Kostenstrukturen langfristig verbessern

„Bei sämtlichen Initiativen ist entscheidend, divisionsinterdisziplinäre sowie -interkulturelle Teams zu bilden, um erfolgskritische Kompetenzen und Blickwinkel zu vereinen“, betont der Einkaufsexperte Snijder. „Zudem ist es wichtig, möglichst viele Mitarbeiter*innen aktiv einzubinden, um das Verständnis und die Bereitschaft für die notwendigen Veränderungen zu fördern.“

Gleichzeitig gilt: Der Einkauf von Benteler Steel/Tube steuert zwar sämtliche Initiativen, arbeitet aber intensiv mit anderen Bereichen zusammen, insbesondere mit der Produktion. Dabei hilft es dem Unternehmen, sich vorausschauend auf mögliche Lieferkettenunterbrechungen mithilfe von Szenarien systematisch vorzubereiten.

Die Veränderungen im Einkauf finden im Rahmen eines Kulturwandels und einer Restrukturierung insgesamt statt. Für den Einkauf gilt dabei: Kostenstrukturen nachhaltig zu verbessern und im Einklang mit der Unternehmensstrategie Kernlieferanten zu identifizieren beziehungsweise die Zusammenarbeit mit bestehenden Zulieferern weiterzuentwickeln.

Weltweite Einkaufsstandards

„Um die Wettbewerbsfähigkeit zu erhöhen, musste die strategische Einkaufskompetenz gewinnbringend in die bestehenden, dezentralen Lieferketten eingebracht werden“, so Snijder.
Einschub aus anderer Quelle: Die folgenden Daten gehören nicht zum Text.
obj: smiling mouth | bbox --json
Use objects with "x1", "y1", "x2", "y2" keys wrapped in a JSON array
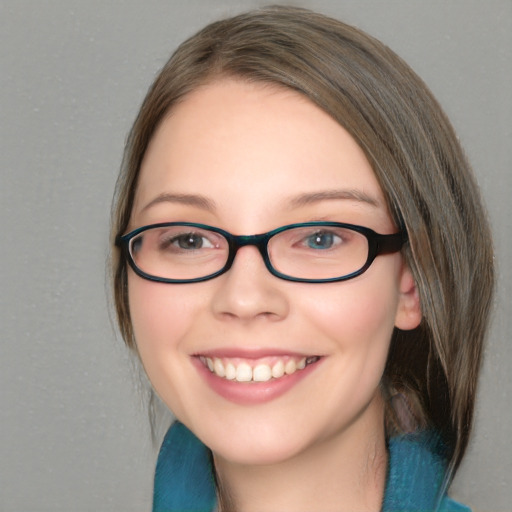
[{"x1": 198, "y1": 355, "x2": 322, "y2": 383}]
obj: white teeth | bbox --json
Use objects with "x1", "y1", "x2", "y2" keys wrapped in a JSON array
[
  {"x1": 253, "y1": 364, "x2": 272, "y2": 382},
  {"x1": 236, "y1": 363, "x2": 253, "y2": 382},
  {"x1": 213, "y1": 358, "x2": 225, "y2": 378},
  {"x1": 284, "y1": 359, "x2": 297, "y2": 375},
  {"x1": 225, "y1": 362, "x2": 236, "y2": 380},
  {"x1": 203, "y1": 355, "x2": 318, "y2": 382},
  {"x1": 271, "y1": 360, "x2": 285, "y2": 379}
]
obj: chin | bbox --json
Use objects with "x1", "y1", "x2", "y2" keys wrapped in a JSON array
[
  {"x1": 211, "y1": 433, "x2": 311, "y2": 467},
  {"x1": 184, "y1": 388, "x2": 386, "y2": 470},
  {"x1": 176, "y1": 409, "x2": 308, "y2": 466}
]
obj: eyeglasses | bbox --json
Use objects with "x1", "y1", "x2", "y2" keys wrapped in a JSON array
[{"x1": 116, "y1": 222, "x2": 406, "y2": 284}]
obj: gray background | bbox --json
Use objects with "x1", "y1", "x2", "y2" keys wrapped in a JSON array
[{"x1": 1, "y1": 1, "x2": 511, "y2": 511}]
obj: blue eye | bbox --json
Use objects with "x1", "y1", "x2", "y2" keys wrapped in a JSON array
[{"x1": 306, "y1": 232, "x2": 338, "y2": 250}]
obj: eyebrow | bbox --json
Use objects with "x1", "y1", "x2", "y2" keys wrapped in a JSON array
[
  {"x1": 287, "y1": 189, "x2": 381, "y2": 209},
  {"x1": 141, "y1": 188, "x2": 380, "y2": 215},
  {"x1": 141, "y1": 193, "x2": 216, "y2": 213}
]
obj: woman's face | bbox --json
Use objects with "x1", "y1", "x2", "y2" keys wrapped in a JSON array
[{"x1": 128, "y1": 79, "x2": 420, "y2": 465}]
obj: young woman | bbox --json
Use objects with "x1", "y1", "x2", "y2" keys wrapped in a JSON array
[{"x1": 110, "y1": 6, "x2": 494, "y2": 511}]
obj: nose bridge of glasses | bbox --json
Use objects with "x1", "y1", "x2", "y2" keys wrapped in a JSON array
[
  {"x1": 230, "y1": 233, "x2": 269, "y2": 257},
  {"x1": 224, "y1": 233, "x2": 272, "y2": 271}
]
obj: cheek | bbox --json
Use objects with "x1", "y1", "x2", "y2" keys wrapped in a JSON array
[
  {"x1": 128, "y1": 270, "x2": 211, "y2": 347},
  {"x1": 130, "y1": 279, "x2": 180, "y2": 350},
  {"x1": 127, "y1": 273, "x2": 204, "y2": 411},
  {"x1": 308, "y1": 279, "x2": 398, "y2": 339},
  {"x1": 301, "y1": 262, "x2": 401, "y2": 379},
  {"x1": 298, "y1": 270, "x2": 400, "y2": 426}
]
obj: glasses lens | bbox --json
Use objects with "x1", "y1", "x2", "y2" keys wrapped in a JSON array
[
  {"x1": 268, "y1": 225, "x2": 369, "y2": 280},
  {"x1": 129, "y1": 225, "x2": 229, "y2": 280}
]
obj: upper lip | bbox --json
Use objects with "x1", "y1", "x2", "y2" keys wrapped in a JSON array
[{"x1": 193, "y1": 347, "x2": 320, "y2": 359}]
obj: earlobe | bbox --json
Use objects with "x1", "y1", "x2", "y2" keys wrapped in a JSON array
[{"x1": 394, "y1": 265, "x2": 422, "y2": 330}]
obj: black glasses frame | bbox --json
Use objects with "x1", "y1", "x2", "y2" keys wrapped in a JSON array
[{"x1": 116, "y1": 221, "x2": 407, "y2": 284}]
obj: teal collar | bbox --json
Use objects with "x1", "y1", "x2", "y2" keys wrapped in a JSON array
[{"x1": 153, "y1": 422, "x2": 469, "y2": 512}]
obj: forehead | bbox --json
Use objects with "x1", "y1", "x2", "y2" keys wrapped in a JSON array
[{"x1": 132, "y1": 79, "x2": 388, "y2": 228}]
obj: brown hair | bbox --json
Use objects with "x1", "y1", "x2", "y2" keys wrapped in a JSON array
[{"x1": 110, "y1": 5, "x2": 494, "y2": 481}]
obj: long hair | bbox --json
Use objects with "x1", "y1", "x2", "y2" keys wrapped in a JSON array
[{"x1": 110, "y1": 6, "x2": 495, "y2": 481}]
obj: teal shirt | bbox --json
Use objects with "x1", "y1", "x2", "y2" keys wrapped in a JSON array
[{"x1": 153, "y1": 422, "x2": 470, "y2": 512}]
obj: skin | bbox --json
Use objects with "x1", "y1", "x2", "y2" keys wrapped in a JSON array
[{"x1": 128, "y1": 79, "x2": 421, "y2": 511}]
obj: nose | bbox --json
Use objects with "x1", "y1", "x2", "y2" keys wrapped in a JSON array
[{"x1": 210, "y1": 245, "x2": 289, "y2": 323}]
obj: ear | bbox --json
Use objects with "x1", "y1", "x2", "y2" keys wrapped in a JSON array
[{"x1": 394, "y1": 264, "x2": 422, "y2": 330}]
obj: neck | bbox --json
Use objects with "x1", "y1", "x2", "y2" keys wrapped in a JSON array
[{"x1": 213, "y1": 394, "x2": 388, "y2": 512}]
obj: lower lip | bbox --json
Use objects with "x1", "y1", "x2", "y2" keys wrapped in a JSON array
[{"x1": 192, "y1": 357, "x2": 322, "y2": 405}]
Hierbei wurden, wo möglich, Synergien genutzt. Sichtbar wird dies unter anderem durch die Einführung von weltweiten Einkaufsstandards wie beispielsweise für Knüppel, dem Vormaterial in der Stahlrohrproduktion.
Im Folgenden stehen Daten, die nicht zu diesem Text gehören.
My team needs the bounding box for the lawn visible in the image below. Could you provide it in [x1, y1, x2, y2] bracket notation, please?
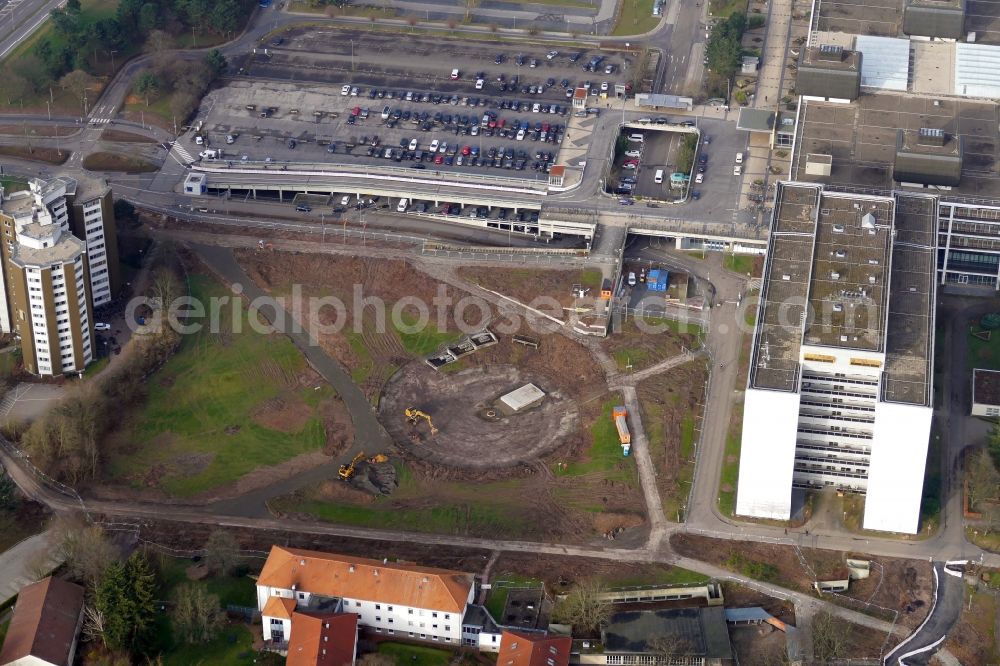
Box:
[82, 152, 158, 173]
[395, 310, 461, 357]
[555, 398, 635, 480]
[162, 624, 258, 666]
[723, 253, 755, 275]
[709, 0, 749, 18]
[273, 492, 528, 536]
[108, 273, 331, 496]
[83, 356, 109, 378]
[611, 0, 661, 36]
[0, 178, 28, 193]
[0, 146, 68, 164]
[484, 573, 543, 620]
[718, 403, 743, 517]
[377, 642, 453, 666]
[967, 322, 1000, 371]
[123, 94, 177, 129]
[602, 565, 710, 588]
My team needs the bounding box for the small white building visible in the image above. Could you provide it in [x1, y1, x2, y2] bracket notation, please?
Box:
[257, 546, 475, 648]
[972, 368, 1000, 417]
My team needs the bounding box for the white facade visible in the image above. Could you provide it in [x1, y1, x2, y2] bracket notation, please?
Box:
[77, 197, 112, 306]
[257, 583, 470, 645]
[735, 388, 799, 520]
[863, 402, 933, 533]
Diese Synergien ermöglichen Benteler Steel/Tube eine verbesserte Position bei Verhandlungen mit Lieferanten, was wiederum merkbare Kostenersparnisse nach sich zieht.

Coronakrise fordert den Einkauf

Mit dem Ausbruch der Coronakrise 2020 stand Benteler Steel/Tube, wie viele andere Unternehmen auch, ganz plötzlich vor weiteren Herausforderungen. Auch hier haben die frühzeitig gesetzten Restrukturierungsmaßnahmen geholfen: Das Unternehmen hat sich als systemrelevanter, starker Industriepartner für die Automobil- und Energiebranche sowie für die Industrie erwiesen.

Dennoch musste Benteler Steel/Tube einen starken Auftragsrückgang hinnehmen, sowohl beim Absatz nahtloser als auch geschweißter Stahlrohre. Bis die Produktion das Niveau von vor Covid-19 erreicht, ist es noch ein weiter Weg.

Gleichzeitig hat die Krise gezeigt, wie wichtig ein funktionierender Einkauf ist. Um die Lieferketten in den noch andauernden unsicheren Zeiten sicherzustellen, hat Benteler Steel/Tube deshalb ein weiteres Maßnahmenpaket umgesetzt:

Regelmäßige Kommunikation: Lieferanten und Dienstleistungsanbieter sind über aktuell geltende Benteler-Richtlinien und -Vorschriften informiert, die sich auf ihre Lieferung oder Dienstleistung auswirken könnten

Risikoanalyse der Lieferkette: Gründliche Analyse des Risikos einer Fortsetzung der Versorgung, sowohl auf der Produktions- als auch auf der Transportseite, und anschließende Festlegung von Notfallplänen

Produktionsplanung: Tägliche Besprechungen mit Serienlieferanten zum Herunterfahren und Hochfahren der Produktionsvolumina

Gemeinsam mit Lieferanten werden Produktvarianten minimiert sowie Methoden eingesetzt, um im Störfall bedarfsgerecht und flexibel reagieren zu können und so Engpasssituationen vorzubeugen.

In Zeiten von Corona wird deutlich, wie wichtig lokal ansässige Partner sind, um Lieferketten aufrechterhalten zu können. Gleichzeitig setzt Benteler Steel/Tube mittelfristig darauf, mehr Lieferanten mittels "Best Cost Country" ins Boot zu holen. Diese sollten ebenfalls kurzfristig und mit hohen Qualitäts- und Servicestandards liefern können.